In my view not getting paid market rate and taking equity is for founders.
Under no circumstances would I take 50% stock and 50% salary as an employee.
Generally founders carve out 15% equity for the employee pool. So you might
get what 1%? Not worth it.

Also, there's a perk premium that you are giving up when you join a startup.
Established companies have ESPP, profit sharing, 401k matching, RSU's,
bonuses, etc... This can easily be 30% over your regular salary.

Joe Sixpack HW engineer at Average BottleCap Co, is probably earning $135k
base + ~$40k or $175k-$180k in total compensation.

So even at market rate salary, you are below market in terms of total
compensation.

------
kitcar
Ask yourself this: why can't the founders afford to pay market salaries if
they have successful businesses already, and had previous success with
fundraising?

It's likely not that they can't pay you market wages, but rather that they
don't want to for some reason.
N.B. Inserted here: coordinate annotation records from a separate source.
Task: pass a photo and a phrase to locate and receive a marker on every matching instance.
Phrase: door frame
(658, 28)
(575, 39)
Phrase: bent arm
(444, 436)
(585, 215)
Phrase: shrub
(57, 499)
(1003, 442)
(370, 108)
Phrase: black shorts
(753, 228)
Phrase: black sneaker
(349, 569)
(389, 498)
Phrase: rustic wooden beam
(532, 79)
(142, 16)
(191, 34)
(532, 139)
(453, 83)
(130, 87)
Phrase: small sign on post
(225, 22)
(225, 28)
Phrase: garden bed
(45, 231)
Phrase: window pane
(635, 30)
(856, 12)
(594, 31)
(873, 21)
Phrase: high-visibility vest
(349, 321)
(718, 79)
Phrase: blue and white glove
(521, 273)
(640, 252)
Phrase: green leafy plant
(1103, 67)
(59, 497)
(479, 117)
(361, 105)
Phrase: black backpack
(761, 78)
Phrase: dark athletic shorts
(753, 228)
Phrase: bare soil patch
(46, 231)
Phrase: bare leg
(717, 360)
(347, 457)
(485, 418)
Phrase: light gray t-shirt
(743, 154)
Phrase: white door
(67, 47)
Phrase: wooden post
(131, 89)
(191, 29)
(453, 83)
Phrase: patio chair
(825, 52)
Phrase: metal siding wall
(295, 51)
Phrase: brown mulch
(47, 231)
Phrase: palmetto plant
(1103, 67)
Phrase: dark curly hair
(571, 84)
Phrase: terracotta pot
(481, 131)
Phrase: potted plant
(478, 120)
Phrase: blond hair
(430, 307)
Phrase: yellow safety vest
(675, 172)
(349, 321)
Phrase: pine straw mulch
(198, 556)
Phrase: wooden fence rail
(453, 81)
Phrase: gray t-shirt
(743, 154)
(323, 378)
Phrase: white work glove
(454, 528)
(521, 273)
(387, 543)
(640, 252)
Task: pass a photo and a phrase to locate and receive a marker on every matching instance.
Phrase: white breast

By that I mean they presumably could either pay
out of pocket (if their other businesses have been financially successful), or
they can sell the equity they are offering you to an investor, and then use
the money they receive in return to pay you (that's the whole point of
fundraising, after all!)

I would have an upfront conversation with them to find out the answers to
these questions - maybe they strongly believe the equity is going to be worth
a lot in the near future, and want you to share in that upside for your
contributions. Or maybe they are trying to take advantage of you - only
talking to them and reflecting on their responses will get you your answers.